Fun game! Though I dispute that people are "very close" to achieving a perfect pattern.
To get a "perfect" pattern you'd need to find three 7 letter words that can stack on rows adjacent to each other to form a 3 letter word in each column. Such arrangements do exist, for example:
o p e r a t e
a r r o w e d
r e s e n d s
But there are 12,000x more ways to rearrange 21 tiles within an 8x3 grid, and the word choices are more forgiving as well (if you draw 7 letters from the etaoin frequency distribution, those 7 letters in order are much more likely to form a 3 letter word followed by a 4 letter word than they are to form a 7 letter word). Pretty much every puzzle should have at least some solutions fitting within an 8x3.
Additional note: 3 blank spaces is the best non-perfect arrangement, since the grid is only 10 tiles wide. One blank space could only be achieved by a single 23-letter-long word, and two blank spaces could only be achieved by a 10 letter word next to an 11 letter word, and an 11 letter word would not fit inside the 10x10 grid.

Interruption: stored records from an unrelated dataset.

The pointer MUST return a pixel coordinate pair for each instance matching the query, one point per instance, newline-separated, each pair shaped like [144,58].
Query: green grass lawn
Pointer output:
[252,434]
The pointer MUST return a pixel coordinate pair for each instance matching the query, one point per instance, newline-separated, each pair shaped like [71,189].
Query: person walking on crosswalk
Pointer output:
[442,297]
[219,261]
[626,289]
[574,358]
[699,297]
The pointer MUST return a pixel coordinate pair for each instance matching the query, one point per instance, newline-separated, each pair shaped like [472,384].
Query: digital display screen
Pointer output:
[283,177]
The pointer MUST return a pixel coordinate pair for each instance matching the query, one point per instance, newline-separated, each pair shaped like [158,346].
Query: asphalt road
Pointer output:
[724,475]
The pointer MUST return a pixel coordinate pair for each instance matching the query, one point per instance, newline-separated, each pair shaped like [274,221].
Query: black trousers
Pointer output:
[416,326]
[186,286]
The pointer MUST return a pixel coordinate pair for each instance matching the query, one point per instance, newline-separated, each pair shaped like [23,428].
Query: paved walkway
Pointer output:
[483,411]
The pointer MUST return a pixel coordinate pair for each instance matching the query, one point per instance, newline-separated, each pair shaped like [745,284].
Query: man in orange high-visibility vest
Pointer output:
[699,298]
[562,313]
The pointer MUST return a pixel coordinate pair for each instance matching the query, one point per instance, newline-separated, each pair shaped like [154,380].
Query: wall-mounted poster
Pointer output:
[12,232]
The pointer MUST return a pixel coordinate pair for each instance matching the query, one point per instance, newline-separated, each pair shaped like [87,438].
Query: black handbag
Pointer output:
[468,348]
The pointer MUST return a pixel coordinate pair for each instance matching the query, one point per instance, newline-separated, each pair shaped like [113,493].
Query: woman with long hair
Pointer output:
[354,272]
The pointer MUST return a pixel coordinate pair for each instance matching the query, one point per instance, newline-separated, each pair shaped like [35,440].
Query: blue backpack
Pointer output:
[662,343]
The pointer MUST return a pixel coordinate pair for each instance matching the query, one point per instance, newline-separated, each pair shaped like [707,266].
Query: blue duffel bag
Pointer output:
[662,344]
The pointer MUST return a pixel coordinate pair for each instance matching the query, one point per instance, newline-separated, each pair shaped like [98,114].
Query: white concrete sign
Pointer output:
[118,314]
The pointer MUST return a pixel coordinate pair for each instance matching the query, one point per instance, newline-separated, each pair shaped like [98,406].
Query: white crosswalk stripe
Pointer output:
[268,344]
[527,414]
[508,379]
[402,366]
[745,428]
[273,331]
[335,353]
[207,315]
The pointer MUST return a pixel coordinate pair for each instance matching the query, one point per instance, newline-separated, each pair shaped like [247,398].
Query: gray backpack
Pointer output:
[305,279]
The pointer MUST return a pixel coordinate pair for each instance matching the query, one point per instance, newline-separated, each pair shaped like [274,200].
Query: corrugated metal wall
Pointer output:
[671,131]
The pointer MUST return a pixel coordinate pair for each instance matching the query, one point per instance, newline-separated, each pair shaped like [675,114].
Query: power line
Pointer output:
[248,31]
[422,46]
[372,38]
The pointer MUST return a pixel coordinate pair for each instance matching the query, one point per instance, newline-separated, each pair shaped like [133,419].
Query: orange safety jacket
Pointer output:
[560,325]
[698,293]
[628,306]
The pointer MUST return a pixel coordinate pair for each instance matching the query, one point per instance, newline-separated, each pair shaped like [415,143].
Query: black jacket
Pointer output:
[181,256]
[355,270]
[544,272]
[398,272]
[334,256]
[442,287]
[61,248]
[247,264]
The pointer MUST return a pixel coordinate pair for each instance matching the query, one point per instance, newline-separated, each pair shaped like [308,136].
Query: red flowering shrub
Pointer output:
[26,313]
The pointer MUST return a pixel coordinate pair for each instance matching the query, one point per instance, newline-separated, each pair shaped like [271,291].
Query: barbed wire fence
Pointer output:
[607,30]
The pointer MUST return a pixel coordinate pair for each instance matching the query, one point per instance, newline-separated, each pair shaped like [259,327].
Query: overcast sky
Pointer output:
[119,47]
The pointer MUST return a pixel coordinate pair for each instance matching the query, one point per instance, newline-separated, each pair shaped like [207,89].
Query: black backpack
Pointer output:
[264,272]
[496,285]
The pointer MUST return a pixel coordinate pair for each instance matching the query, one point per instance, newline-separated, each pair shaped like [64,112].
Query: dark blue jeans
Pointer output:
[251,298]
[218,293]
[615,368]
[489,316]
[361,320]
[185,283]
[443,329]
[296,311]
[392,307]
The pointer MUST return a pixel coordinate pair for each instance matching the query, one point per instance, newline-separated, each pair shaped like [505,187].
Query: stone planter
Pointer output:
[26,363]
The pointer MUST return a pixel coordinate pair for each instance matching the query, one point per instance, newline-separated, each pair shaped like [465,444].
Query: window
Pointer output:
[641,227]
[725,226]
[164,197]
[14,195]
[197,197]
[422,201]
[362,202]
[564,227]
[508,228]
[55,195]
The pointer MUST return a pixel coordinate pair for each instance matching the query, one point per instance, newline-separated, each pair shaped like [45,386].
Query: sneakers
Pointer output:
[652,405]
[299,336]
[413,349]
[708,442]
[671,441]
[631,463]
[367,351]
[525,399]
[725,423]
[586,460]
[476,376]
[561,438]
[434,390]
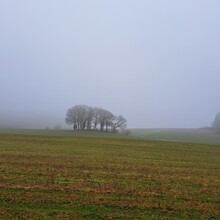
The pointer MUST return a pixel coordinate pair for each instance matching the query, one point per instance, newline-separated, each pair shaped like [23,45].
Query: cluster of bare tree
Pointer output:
[83,117]
[216,124]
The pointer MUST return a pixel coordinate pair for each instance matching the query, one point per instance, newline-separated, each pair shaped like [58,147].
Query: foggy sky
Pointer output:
[155,62]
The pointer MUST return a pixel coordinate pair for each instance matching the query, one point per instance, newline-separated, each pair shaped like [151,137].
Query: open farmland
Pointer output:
[61,177]
[178,135]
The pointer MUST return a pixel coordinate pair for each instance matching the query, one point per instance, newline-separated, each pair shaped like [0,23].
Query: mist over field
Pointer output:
[154,62]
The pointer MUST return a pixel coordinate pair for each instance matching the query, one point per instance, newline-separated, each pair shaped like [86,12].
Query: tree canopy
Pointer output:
[83,117]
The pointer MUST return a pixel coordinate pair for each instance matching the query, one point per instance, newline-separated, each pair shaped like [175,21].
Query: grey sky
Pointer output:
[155,62]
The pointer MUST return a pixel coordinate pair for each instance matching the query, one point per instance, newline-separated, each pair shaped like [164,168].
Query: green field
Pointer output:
[178,135]
[79,177]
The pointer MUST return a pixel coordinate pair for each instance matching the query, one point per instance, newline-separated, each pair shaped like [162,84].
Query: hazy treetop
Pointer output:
[155,62]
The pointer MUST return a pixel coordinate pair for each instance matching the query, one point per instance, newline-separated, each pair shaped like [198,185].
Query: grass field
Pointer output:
[178,135]
[73,177]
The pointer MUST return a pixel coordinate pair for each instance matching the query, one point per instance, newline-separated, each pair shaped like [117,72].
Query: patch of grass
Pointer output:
[66,177]
[178,135]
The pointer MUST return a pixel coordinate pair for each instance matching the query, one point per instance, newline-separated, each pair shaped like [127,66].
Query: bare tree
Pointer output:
[77,116]
[216,124]
[83,117]
[119,123]
[104,118]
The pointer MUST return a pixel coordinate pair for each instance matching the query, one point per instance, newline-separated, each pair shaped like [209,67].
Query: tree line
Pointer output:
[83,117]
[216,124]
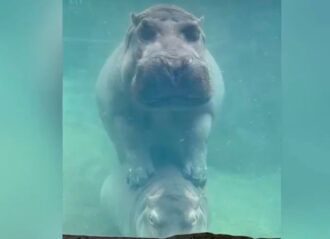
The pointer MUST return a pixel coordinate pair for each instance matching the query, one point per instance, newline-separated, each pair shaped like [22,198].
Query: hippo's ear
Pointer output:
[134,19]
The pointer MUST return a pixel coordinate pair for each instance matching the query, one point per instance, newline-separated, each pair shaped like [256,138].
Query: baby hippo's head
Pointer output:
[172,210]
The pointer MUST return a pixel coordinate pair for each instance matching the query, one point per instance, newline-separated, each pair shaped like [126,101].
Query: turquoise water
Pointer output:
[244,186]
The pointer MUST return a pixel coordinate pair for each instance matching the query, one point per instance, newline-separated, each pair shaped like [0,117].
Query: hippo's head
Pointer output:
[174,209]
[165,49]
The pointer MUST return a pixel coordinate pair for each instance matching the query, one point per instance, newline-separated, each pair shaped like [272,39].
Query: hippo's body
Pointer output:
[168,204]
[158,94]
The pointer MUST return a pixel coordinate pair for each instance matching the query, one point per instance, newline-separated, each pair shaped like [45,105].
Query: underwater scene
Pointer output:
[180,131]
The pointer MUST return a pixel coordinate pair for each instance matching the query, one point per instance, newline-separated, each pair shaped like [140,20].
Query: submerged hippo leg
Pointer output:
[194,150]
[133,152]
[195,168]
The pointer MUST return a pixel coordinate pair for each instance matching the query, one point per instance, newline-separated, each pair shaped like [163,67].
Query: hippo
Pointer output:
[166,205]
[158,93]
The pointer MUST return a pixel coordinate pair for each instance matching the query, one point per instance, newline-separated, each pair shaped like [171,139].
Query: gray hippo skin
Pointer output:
[158,93]
[168,204]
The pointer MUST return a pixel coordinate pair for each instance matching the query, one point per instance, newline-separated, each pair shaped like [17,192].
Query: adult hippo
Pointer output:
[158,92]
[168,204]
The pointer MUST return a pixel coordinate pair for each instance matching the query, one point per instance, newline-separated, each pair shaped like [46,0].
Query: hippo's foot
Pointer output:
[138,176]
[196,173]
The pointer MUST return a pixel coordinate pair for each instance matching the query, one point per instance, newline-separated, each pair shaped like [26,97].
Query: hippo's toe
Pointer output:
[138,176]
[196,173]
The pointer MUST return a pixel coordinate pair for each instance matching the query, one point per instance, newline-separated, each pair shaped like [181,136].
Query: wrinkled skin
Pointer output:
[168,205]
[159,92]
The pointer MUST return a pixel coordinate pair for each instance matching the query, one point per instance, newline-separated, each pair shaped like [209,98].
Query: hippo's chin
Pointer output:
[175,101]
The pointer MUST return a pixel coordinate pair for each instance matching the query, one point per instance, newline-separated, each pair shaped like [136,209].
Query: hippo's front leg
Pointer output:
[194,150]
[133,150]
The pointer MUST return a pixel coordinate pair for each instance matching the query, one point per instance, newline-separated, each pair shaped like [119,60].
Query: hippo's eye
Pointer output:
[147,32]
[191,32]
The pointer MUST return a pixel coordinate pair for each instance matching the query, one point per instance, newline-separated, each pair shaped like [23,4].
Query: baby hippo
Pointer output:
[169,204]
[159,92]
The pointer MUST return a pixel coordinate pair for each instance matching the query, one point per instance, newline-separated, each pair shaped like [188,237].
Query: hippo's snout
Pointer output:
[165,80]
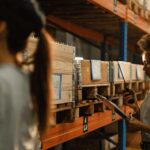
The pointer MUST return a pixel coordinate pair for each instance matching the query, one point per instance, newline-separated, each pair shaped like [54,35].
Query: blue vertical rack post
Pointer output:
[122,123]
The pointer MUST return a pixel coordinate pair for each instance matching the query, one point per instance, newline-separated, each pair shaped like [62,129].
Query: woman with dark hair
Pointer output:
[24,98]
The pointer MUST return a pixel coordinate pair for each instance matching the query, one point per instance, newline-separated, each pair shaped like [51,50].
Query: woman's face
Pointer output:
[146,62]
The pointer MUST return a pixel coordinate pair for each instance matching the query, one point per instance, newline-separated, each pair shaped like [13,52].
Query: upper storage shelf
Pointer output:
[98,18]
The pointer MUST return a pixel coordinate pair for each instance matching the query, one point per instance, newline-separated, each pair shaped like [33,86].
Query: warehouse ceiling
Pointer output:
[86,14]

Glad you like it! :) And thank you for your comments, super interesting! Excellent point about the rarity of the perfect arrangement. Perhaps I should throw in a few lettersets that do have a solution, I am intrigued to see if people would discover it.
My other game, https://squareword.org focuses exclusively on perfect 5x5 squares, but here the goal is to uncover it wordle-style rather than arranging it from scratch. There are surprisingly few combinations that have ten unique, common words in a 5x5 letter square!
I struggled on a few days' puzzles under the assumption that there _was_ a perfect solution possible -- It may be worth noting in the "help" that not all lettersets can be solved perfectly.